Our 6th Rifle Division managed to cross the Sozh and take up a defense there, which it, along with other units of the 13th Army, held for almost another month, pinning down Nazi units. And only then, in mid-August, she broke out of the encirclement...

This unique battle lasted two and a half hours.
The Nazis were missing 11 tanks and 7 armored vehicles, 57 soldiers and officers after this battle on the banks of the Dobrost River, where the Russian soldier Nikolai Sirotinin stood as a barrier.

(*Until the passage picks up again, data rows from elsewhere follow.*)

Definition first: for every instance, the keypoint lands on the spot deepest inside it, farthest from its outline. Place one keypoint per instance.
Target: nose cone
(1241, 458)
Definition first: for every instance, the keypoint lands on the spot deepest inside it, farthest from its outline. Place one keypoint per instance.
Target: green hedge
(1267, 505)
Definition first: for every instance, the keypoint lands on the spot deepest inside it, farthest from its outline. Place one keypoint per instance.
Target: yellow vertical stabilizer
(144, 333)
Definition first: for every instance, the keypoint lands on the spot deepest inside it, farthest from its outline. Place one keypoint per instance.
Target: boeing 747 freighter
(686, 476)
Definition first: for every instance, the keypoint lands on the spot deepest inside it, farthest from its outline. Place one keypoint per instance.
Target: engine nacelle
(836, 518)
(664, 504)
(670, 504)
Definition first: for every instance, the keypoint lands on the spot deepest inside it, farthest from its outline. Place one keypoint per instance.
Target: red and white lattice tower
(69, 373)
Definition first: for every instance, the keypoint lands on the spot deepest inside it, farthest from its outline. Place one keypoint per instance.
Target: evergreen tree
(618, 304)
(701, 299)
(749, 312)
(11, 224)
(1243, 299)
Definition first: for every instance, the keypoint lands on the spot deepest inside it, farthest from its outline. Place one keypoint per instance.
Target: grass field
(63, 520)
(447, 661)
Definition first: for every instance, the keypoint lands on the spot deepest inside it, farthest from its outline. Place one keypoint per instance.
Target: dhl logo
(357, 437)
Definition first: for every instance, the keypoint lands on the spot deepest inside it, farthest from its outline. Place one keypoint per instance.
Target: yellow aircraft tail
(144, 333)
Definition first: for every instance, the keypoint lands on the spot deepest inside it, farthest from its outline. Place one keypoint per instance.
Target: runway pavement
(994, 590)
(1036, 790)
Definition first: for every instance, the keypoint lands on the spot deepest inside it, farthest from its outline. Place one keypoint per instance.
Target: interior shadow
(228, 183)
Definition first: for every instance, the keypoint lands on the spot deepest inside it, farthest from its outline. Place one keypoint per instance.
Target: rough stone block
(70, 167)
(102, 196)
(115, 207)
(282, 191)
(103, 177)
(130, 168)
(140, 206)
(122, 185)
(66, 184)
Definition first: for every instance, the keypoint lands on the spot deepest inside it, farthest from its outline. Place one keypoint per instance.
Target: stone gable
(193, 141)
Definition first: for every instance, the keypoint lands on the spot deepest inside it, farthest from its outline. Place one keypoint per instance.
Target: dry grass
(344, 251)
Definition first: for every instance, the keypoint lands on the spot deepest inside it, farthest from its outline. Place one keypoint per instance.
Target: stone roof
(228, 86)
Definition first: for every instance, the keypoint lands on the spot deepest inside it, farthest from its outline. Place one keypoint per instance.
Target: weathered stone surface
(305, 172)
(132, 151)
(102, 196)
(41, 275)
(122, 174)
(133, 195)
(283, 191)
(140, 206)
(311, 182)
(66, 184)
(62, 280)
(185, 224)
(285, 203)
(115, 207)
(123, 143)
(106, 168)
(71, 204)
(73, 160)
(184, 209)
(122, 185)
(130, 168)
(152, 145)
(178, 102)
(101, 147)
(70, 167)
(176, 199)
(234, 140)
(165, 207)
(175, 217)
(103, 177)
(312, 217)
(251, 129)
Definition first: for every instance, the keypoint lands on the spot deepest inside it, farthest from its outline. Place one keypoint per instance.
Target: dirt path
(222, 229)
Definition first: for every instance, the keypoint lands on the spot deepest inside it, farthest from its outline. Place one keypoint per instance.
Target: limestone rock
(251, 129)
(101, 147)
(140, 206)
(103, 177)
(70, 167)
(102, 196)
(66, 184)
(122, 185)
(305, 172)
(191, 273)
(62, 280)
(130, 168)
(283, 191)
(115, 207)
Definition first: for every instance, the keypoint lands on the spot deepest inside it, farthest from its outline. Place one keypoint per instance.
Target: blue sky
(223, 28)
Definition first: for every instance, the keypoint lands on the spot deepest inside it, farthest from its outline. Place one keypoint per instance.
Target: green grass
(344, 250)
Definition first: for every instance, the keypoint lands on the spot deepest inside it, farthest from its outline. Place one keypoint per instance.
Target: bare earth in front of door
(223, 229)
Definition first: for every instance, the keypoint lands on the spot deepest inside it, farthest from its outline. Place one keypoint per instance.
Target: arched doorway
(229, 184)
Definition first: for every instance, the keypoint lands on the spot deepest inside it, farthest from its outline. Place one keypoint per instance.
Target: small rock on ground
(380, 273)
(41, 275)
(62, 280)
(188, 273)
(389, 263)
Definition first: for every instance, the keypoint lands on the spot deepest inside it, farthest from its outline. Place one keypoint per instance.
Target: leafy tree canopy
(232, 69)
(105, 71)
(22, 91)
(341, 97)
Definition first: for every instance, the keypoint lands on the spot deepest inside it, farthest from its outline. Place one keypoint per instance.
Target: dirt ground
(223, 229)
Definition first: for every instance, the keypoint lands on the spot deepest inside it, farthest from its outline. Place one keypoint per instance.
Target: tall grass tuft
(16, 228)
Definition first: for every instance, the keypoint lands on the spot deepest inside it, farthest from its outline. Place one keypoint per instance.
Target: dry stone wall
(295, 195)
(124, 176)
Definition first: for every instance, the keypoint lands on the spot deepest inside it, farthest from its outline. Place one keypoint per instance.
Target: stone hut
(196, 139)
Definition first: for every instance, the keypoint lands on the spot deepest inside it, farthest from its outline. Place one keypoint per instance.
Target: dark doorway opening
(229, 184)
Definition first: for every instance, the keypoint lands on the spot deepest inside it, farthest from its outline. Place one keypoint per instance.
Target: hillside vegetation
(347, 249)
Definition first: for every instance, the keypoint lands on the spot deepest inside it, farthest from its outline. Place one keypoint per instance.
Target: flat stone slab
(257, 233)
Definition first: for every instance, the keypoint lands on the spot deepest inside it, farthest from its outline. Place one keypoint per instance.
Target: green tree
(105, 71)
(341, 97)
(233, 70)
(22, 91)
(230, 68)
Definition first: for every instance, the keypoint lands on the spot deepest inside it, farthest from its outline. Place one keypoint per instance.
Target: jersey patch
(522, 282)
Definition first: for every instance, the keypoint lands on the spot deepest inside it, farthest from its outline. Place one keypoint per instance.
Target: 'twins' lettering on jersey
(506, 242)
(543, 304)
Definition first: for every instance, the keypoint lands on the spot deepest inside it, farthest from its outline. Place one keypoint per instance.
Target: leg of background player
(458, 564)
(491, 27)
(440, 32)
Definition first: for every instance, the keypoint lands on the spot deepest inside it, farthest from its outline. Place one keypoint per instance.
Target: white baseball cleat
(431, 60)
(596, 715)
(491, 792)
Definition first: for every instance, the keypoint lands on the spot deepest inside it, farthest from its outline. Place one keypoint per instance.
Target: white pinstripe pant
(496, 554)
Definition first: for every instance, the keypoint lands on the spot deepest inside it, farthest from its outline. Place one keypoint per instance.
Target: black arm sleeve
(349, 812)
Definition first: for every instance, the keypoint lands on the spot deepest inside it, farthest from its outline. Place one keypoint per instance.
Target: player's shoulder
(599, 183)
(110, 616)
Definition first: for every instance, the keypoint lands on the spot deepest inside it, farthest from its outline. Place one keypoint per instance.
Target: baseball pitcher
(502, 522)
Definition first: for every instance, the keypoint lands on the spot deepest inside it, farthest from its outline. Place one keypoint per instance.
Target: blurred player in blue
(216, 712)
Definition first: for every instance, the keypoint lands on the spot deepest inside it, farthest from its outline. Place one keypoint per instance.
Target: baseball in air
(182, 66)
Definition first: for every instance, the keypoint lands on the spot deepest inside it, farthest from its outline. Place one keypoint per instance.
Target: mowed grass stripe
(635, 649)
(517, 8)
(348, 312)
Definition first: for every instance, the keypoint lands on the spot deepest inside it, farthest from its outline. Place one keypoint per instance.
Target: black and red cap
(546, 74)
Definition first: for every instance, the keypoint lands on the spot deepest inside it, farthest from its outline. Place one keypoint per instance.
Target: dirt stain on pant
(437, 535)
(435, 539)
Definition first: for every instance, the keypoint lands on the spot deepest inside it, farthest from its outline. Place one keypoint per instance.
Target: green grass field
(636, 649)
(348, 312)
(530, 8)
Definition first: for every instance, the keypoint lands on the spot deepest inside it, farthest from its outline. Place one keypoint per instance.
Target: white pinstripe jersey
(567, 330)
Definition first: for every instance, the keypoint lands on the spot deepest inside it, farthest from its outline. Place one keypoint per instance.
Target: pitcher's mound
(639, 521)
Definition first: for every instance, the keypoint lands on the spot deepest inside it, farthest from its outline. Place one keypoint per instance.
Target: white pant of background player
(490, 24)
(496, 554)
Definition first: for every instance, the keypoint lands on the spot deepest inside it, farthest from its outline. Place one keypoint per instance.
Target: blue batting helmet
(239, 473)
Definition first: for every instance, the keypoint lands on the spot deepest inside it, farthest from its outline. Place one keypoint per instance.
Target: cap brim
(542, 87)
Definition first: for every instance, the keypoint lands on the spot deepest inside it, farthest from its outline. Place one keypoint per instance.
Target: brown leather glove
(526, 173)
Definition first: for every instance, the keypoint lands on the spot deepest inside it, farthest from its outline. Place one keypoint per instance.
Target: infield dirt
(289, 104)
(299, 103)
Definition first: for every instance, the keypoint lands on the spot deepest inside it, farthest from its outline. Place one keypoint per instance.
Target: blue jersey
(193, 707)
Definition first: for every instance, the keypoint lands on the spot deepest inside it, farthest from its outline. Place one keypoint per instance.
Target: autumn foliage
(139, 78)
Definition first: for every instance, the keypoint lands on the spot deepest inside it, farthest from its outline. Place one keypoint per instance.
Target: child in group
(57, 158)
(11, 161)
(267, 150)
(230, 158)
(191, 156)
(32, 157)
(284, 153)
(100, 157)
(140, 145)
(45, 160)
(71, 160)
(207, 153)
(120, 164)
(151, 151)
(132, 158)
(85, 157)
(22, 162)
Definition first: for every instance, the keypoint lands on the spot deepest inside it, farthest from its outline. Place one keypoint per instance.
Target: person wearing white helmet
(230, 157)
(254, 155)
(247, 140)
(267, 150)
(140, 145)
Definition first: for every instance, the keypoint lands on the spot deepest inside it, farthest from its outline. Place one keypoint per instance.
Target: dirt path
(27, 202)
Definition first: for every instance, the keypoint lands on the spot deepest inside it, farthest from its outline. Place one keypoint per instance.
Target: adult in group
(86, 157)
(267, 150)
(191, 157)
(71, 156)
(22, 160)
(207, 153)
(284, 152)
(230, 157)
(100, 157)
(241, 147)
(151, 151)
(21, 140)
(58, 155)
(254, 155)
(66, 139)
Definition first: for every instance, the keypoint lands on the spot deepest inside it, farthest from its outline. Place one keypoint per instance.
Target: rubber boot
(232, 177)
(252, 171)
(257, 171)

Now there is a monument in that place:

“Here, at dawn on July 17, 1941, senior artillery sergeant Nikolai Vladimirovich Sirotinin, who gave his life for the freedom and independence of our Motherland, entered into single combat with a column of fascist tanks and in a two-hour battle repelled all enemy attacks.”

At first, the Nazis did not believe that only one Soviet soldier was holding them back. They put several villagers against the wall, threatening that they would shoot them if they did not hand over the rest. But there was no one to extradite. They were confronted by one guy - short, frail.
Shocked by his courage and fearlessness, the Germans walked around the gun for a long time, counting empty charging boxes and looking at the highway littered with equipment and corpses.
The tenacity of the Soviet soldier earned the respect of the Nazis.
The commander of the tank battalion, Colonel Erich Schneider (who later became a lieutenant general), ordered the worthy enemy to be buried with military honors.
The Germans gathered the residents of the village of Sokolnichi and held a solemn military funeral for Sergeant Nikolai Sirotinin.
They buried him, walked past in formation and gave the fallen hero a military salute with three rifle salvos. German officers decided to use this feat to make their soldiers the same patriots of Germany as this Russian artilleryman.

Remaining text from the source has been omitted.